I call it being passive-aggressived out. It’s when we get pushed from rooms of power. How often have I seen men discuss my words in rooms where I am not present? How often have I seen in this town women fired for their opinions? How often have I seen people who preach equality ask the voices of dissent to quiet down and be more polite?
And I dissent.
It’s easy, when you lose, to be cynical. And all too often in political punditry cynicism and realism are stand-ins for actual thought.
Do not be complacent with the world as it is. Be bold enough to, like Justice Ginsberg did, fight for the world that can be, that ought to bed.
Justice Ginsberg held onto life until the first day that voting began. Voting is happening right now. And I think that strength is her legacy that I carry with me. That we all must carry with us.
So often, I am told to be quiet. Be nicer. Just write a nicer column every once in a while. And I refuse. Here is why, because like Justice Ginsberg I know that our voices matter, and I will dissent and fight and I will not stop.
I remember in college, writing a story on fraternities and rush. And walking into the campus center and seeing male classmates, who were much larger and more popular than me, holding the newspaper with my words printed in it, shaking and shouting. I wasn’t afraid. What it made me feel was powerful. That people who would otherwise never listen to me, had to listen because of how and what I wrote.

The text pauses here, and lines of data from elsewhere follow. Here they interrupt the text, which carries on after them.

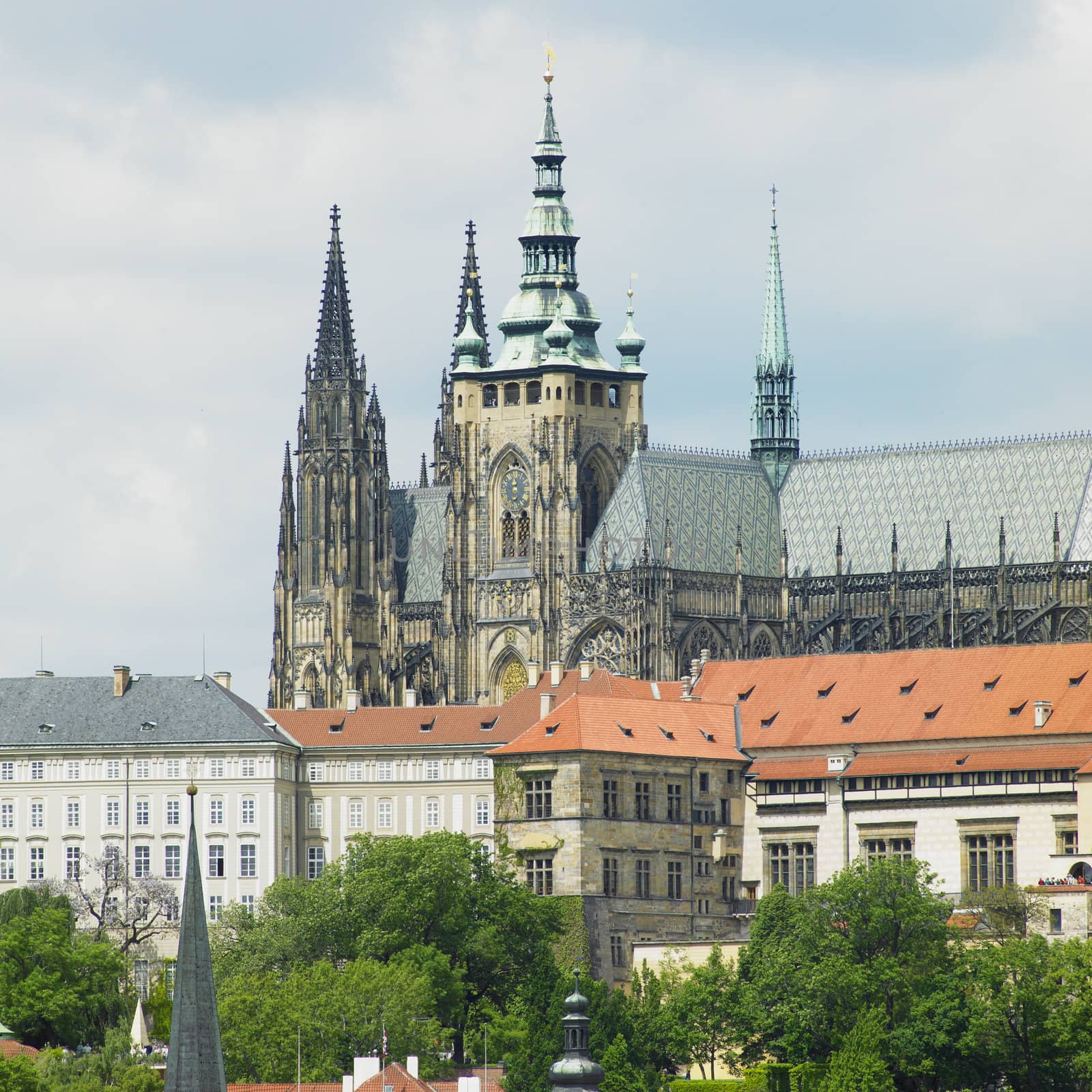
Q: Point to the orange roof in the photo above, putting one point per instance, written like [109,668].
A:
[9,1048]
[938,693]
[1028,757]
[629,725]
[450,725]
[770,769]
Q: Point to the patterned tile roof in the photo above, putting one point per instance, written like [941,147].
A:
[706,498]
[631,726]
[418,519]
[904,697]
[973,485]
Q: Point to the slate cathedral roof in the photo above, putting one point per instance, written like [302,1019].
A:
[706,497]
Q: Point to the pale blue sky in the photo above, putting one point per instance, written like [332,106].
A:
[167,177]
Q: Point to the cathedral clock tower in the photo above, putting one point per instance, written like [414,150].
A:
[532,445]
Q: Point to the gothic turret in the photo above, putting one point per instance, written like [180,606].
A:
[576,1072]
[549,257]
[775,418]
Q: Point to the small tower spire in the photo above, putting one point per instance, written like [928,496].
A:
[334,354]
[775,420]
[471,302]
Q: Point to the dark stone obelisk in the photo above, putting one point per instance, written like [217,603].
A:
[195,1061]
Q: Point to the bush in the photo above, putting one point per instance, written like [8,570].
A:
[807,1077]
[730,1086]
[769,1077]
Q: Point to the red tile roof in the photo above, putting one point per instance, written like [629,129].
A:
[451,725]
[629,725]
[895,697]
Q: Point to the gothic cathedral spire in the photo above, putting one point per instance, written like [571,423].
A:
[775,418]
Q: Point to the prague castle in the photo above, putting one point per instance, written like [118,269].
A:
[551,531]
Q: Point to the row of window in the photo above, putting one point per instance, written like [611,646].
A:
[513,393]
[140,769]
[431,770]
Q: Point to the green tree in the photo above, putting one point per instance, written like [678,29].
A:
[704,1008]
[57,986]
[859,1066]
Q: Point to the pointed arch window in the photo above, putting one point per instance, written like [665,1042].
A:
[508,535]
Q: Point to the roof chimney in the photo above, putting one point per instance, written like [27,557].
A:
[120,680]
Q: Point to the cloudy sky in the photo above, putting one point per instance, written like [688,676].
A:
[167,179]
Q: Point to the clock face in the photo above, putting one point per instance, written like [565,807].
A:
[515,489]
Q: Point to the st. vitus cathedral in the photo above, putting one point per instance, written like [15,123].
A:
[553,531]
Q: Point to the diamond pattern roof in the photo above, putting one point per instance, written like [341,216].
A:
[706,497]
[973,485]
[418,519]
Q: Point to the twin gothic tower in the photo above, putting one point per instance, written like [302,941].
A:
[463,588]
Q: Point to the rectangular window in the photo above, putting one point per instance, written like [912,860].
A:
[173,862]
[540,799]
[142,861]
[609,799]
[541,875]
[674,879]
[675,803]
[617,953]
[611,876]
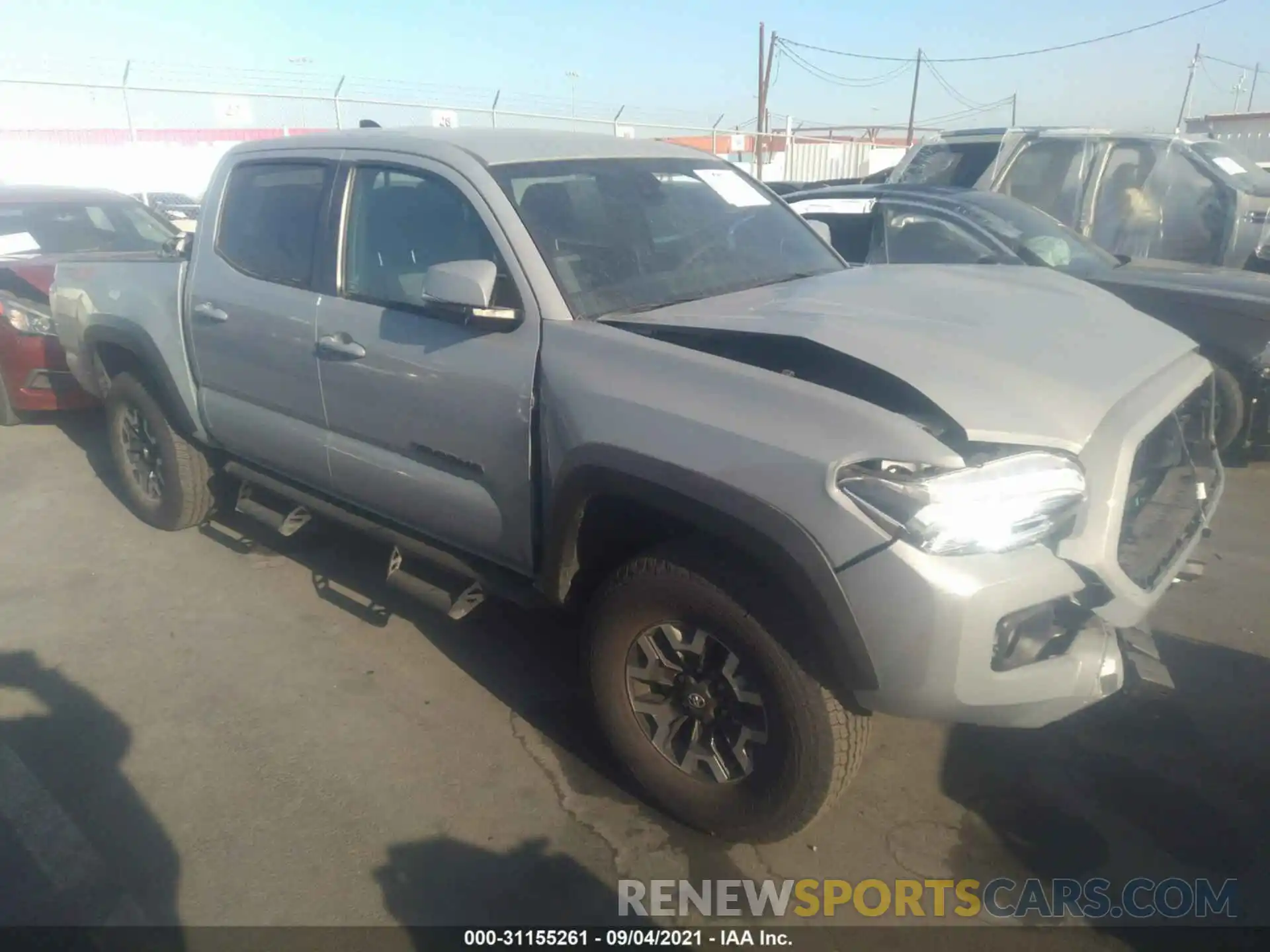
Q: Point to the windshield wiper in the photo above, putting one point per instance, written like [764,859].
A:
[796,276]
[656,306]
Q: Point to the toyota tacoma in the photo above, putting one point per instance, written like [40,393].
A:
[780,492]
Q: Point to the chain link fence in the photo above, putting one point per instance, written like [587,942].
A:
[138,126]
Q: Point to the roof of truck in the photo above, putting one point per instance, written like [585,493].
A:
[489,146]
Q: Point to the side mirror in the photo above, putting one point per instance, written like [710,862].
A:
[468,287]
[821,229]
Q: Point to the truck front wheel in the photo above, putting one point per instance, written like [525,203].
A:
[167,480]
[709,713]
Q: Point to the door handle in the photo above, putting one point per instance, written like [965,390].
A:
[341,346]
[211,313]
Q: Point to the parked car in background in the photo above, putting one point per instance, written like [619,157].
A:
[1143,194]
[616,375]
[179,208]
[38,227]
[784,188]
[1226,311]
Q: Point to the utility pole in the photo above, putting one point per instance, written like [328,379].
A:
[912,106]
[1191,81]
[765,79]
[1238,89]
[762,93]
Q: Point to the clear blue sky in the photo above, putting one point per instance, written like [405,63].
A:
[691,55]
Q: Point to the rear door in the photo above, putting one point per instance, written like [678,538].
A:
[1050,175]
[252,313]
[429,418]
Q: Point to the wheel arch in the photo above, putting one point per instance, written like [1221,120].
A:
[127,346]
[698,504]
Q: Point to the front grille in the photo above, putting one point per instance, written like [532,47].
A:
[1175,475]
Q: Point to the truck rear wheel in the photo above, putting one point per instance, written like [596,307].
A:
[167,480]
[709,713]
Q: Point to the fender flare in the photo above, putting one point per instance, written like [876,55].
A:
[769,536]
[131,337]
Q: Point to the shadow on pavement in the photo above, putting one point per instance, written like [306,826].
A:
[1130,787]
[87,430]
[444,881]
[78,844]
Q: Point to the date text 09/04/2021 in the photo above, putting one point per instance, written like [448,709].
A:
[625,937]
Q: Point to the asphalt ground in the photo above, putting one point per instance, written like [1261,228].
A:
[222,728]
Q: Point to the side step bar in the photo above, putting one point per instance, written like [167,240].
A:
[286,522]
[455,597]
[462,583]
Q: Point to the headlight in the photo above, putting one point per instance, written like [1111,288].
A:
[1002,504]
[27,320]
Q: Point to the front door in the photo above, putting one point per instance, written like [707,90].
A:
[252,314]
[429,419]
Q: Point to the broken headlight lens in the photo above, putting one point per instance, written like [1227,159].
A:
[27,320]
[1002,504]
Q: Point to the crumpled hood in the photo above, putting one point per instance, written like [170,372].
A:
[1014,354]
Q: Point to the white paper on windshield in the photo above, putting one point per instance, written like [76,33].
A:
[730,187]
[835,206]
[18,243]
[1228,165]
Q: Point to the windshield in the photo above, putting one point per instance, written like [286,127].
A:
[1037,238]
[1235,167]
[62,227]
[636,234]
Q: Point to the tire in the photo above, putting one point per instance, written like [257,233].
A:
[813,748]
[8,415]
[175,491]
[1231,409]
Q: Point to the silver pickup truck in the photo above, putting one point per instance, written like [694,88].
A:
[622,377]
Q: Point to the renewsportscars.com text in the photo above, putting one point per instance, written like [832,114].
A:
[1000,898]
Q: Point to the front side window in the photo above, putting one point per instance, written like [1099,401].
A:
[403,222]
[1156,202]
[1035,238]
[1235,167]
[270,219]
[919,237]
[638,234]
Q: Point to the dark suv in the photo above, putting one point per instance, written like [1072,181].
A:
[1143,194]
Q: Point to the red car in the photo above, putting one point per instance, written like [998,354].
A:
[38,226]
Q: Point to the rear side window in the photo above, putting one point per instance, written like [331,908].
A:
[270,220]
[851,235]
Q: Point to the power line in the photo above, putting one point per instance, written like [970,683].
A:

I will never forget that memory. Even as I watch our governor and legislature vote for unconstitutional laws that restrict my rights. Even as I watch as our city leaders passive aggressive to death powerful and much needed change.
It’s easy to feel powerless in loss. And so many of us feel powerless now. But we can’t give up. We have to remember what Justice Ginsberg knew, that she was able to bring change because culture changed and culture changed because the people in power were being forced to listen to dissent from their wives and daughters at home.
I never got to meet Justice Ginsberg, but I benefit from a world that she made more just. We all do. Men and women. And I am devastated and scared, just as you all are. But I know, now more than ever, that even in our loss we can win.
We can dissent.
We can vote. We can march. We can door knock. We can donate to campaigns. We can vocally tell the people in our homes and lives that oppose progress that their complacency isn’t good enough anymore. We can call Joni Ernst and Chuck Grassley and tell them to honor the Merrick Garland precedent they set.
We can stop pretending that politics doesn’t affect our lives and start fighting. We can resist cynicism and be bold enough to make the world better than it is now.
Justice Ginsberg is a legend. What we have lost as a country is immeasurable. But her legacy is clearing the path for more people like her. So we can step up. There will be others like her. There are others like her — we are like her.
Amanda Litman, the founder of Run for Something, said of Justice Ginsberg. “May her memory be a revolution.” We are that revolution. We are that memory. We live that legacy.
We can fight for the things we believe in.
And so let us dissent so loudly and so forcefully that we change the world around us.
And even in our losses we can find a way to win.